Eles admitem abertamente que Tickle foi discriminada — mas com base no sexo, e não na identidade de gênero. Recusar-se a permitir que Tickle usasse o aplicativo constituiu discriminação sexual legal, dizem eles. O aplicativo foi projetado para excluir os homens e, como sua fundadora considera Tickle um homem, ela argumenta que negar seu acesso ao aplicativo era legal.
Mas o juiz Robert Bromwich disse na sua decisão nessa sexta-feira (23) que a jurisprudência tem consistentemente considerado que o sexo é “mutável e não necessariamente binário”, rejeitando em última análise o argumento de Giggle.
Tickle disse que a decisão “mostra que todas as mulheres estão protegidas da discriminação” e que ela espera que o caso seja “um alívio para pessoas trans e com diversidade de gênero”.
“Infelizmente, obtivemos o julgamento que prevíamos. A luta pelos direitos das mulheres continua”, escreveu Grover no X, antigo Twitter, respondendo à decisão.
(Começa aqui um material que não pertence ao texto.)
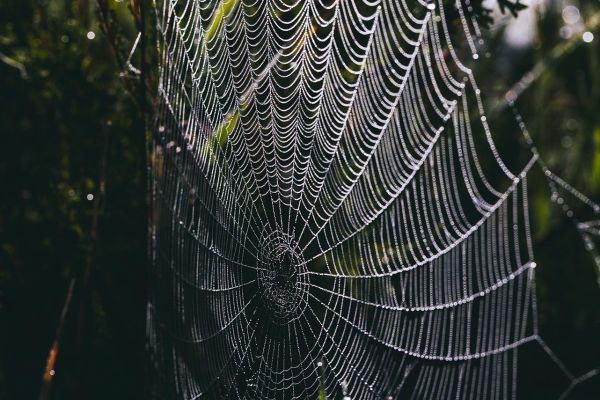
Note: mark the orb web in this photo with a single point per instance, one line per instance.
(331, 216)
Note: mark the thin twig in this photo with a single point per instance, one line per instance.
(49, 371)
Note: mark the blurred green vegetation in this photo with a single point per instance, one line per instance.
(63, 101)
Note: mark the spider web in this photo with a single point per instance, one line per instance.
(331, 215)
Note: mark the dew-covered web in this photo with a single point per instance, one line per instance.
(331, 216)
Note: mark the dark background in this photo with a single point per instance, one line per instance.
(69, 120)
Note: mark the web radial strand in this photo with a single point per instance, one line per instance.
(330, 213)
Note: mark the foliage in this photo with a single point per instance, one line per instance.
(63, 98)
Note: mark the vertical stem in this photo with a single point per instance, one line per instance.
(52, 355)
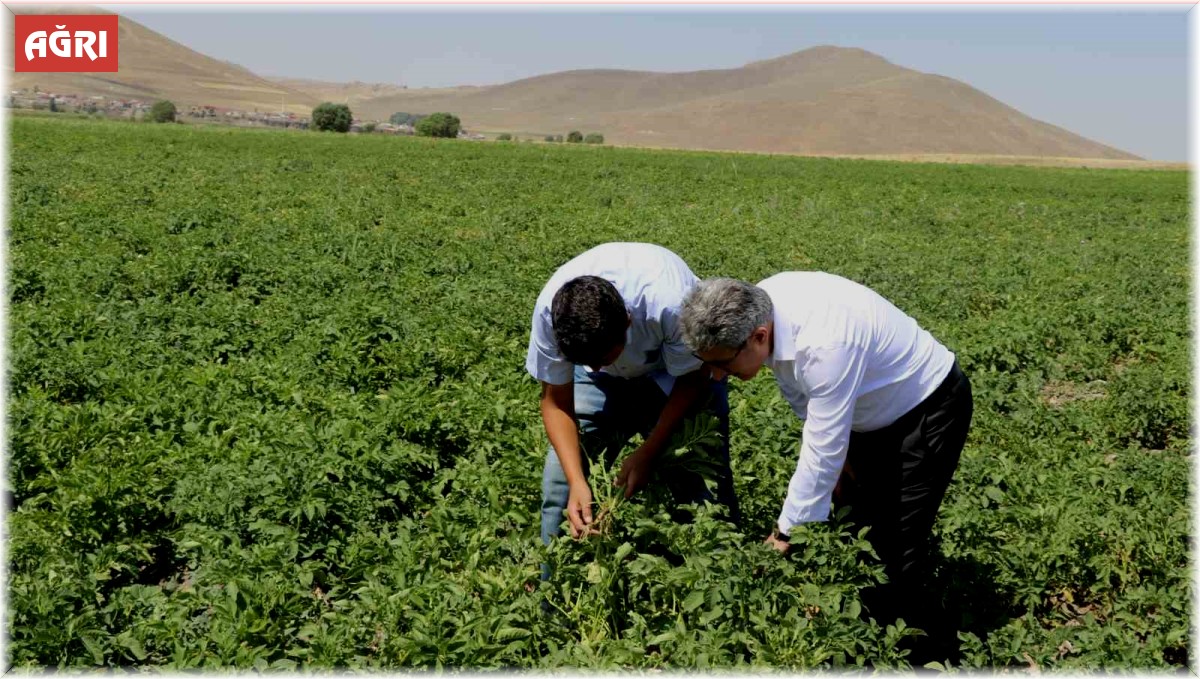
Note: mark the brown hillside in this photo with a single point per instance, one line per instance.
(153, 66)
(825, 100)
(340, 92)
Conhecido como “Tickle vs Giggle”, o caso é a primeira vez que uma alegada discriminação de identidade de gênero é debatida pelo tribunal federal da Austrália.
Ele é um exemplo de como um dos debates ideológicos mais acirrados atualmente— inclusão de pessoas trans versus direitos baseados no sexo — pode se desenrolar nos tribunais.
Precedente legal
O resultado deste caso poderá estabelecer um precedente jurídico para a resolução de conflitos entre os direitos de identidade de gênero e os direitos baseados no sexo em outros países.
Crucial para compreender isto é a Convenção sobre a Eliminação da Discriminação contra as Mulheres (CEDAW, na sigla em inglês). Este é um tratado internacional adotado em 1979 pela ONU – efetivamente uma declaração internacional de direitos para as mulheres.
A defesa de Giggle argumentou que a ratificação da CEDAW pela Austrália obriga o Estado a proteger os direitos das mulheres, incluindo espaços para pessoas de um único sexo.
Portanto, a decisão a favor de Tickle será significativa para todos os 189 países onde a CEDAW foi ratificada – do Brasil à Índia e à África do Sul.
Isso porque quando se trata de interpretar tratados internacionais, os tribunais nacionais muitas vezes analisam a forma como outros países o fizeram.
A interpretação da lei pela Austrália num caso que recebeu este nível de atenção da mídia provavelmente terá repercussões globais. Se, com o passar do tempo, um número crescente de tribunais decidir a favor das reivindicações de identidade de gênero, é mais provável que outros países sigam o exemplo.